China eases foreign exchange control

With increasing frequency on cross-border business, the People’s Republic of China has now eased foreign exchange control. The amount that can be transferred freely out of China has been increased from the equivalent of USD 30,000 to USD 50,000.

Outbound and inbound foreign exchange payments

China controls inbound and outbound foreign exchange payments. To make an overseas payment, it is required to purchase the foreign funds with RMB from a bank qualified to do foreign exchange business. Nowadays, most banks in China are qualified to do foreign exchange transactions.

Up to an amount of an equivalent of USD 30,000 Chinese citizens could convert and remit freely every year. Conversions of RMB in foreign currencies exceeding the equivalent of USD30,000 were still possible, but certain formalities needed to be fulfilled. For such transactions, written approval must be obtained by the local State Administration of Foreign Exchange (SAFE). Without the SAFE’s approval letter, banks wouldn't execute the transfer of funds abroad.

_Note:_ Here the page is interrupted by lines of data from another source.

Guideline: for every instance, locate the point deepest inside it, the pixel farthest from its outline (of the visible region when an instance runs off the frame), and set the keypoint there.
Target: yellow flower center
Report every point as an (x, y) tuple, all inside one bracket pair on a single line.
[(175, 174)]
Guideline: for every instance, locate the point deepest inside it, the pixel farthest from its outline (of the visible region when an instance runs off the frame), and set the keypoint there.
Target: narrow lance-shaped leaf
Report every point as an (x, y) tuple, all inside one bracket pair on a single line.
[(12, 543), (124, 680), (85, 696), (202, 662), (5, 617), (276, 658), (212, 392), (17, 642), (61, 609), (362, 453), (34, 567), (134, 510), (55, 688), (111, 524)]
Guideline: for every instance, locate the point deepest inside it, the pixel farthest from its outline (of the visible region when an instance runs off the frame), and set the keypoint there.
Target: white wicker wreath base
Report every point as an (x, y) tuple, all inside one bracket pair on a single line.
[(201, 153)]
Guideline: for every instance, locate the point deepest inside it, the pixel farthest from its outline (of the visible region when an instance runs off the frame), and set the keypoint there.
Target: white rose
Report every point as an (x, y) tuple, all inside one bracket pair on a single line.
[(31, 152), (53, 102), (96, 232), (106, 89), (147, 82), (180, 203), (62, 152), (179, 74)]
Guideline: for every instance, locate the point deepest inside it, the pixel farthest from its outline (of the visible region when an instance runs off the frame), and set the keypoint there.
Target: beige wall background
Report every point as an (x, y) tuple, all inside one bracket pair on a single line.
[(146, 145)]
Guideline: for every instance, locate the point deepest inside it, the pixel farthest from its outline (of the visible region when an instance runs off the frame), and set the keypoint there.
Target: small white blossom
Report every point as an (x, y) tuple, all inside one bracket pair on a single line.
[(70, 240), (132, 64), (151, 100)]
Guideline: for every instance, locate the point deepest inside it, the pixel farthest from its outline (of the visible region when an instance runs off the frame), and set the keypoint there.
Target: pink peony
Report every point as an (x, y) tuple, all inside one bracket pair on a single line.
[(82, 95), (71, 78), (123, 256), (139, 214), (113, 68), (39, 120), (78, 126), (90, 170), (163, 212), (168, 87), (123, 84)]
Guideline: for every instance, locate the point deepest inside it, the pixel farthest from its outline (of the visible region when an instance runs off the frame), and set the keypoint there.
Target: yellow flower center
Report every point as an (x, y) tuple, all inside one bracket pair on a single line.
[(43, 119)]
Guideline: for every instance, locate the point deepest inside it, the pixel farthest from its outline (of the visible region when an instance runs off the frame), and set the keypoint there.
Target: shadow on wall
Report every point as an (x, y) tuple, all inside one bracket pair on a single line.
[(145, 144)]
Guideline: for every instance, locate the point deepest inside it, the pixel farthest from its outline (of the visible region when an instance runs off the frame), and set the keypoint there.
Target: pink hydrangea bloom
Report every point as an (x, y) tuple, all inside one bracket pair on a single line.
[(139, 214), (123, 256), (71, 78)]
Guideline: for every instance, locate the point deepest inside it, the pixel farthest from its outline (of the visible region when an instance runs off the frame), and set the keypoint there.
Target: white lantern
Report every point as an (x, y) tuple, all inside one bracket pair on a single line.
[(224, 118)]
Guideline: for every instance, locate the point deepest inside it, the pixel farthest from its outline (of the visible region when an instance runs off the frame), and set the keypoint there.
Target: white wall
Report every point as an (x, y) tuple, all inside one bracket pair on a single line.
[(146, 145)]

To obtain the required approval, documents needed to be submitted verifying the underlying transaction, such as an engagement letter/contract signed between the Chinese party and the foreign counterparty.

In addition, to make a single international remittance of USD 30,000 or more from China, the Chinese payer also needed to submit a copy of the contract to the local branches of the State Administration of Taxation (SAT) to record. Additionally, tax return certificates of the payee needed to be filed as well as the foreign payee potentially needed to pay Chinese withholding tax for the revenue gained from China. The relevant payments in that respect included, but are not limited to:

  • Service fees from China
  • Salaries from China
  • Dividends, interest, rent and royalty payments from China
  • Other income from transfer of property in China

New regulations

With increasing frequency on cross-border business, the People’s Republic of China has now eased foreign exchange control. The same formal requirements as mentioned above still remain in place, but the amount of USD 30,000 has now been raised to USD 50,000. New circulars to execute this change have recently been released by the SAT and the SAFE that will be effective from 1 September 2013. Both can be understood as the government’s intention to simplify the foreign exchange administration and the accompanying formalities.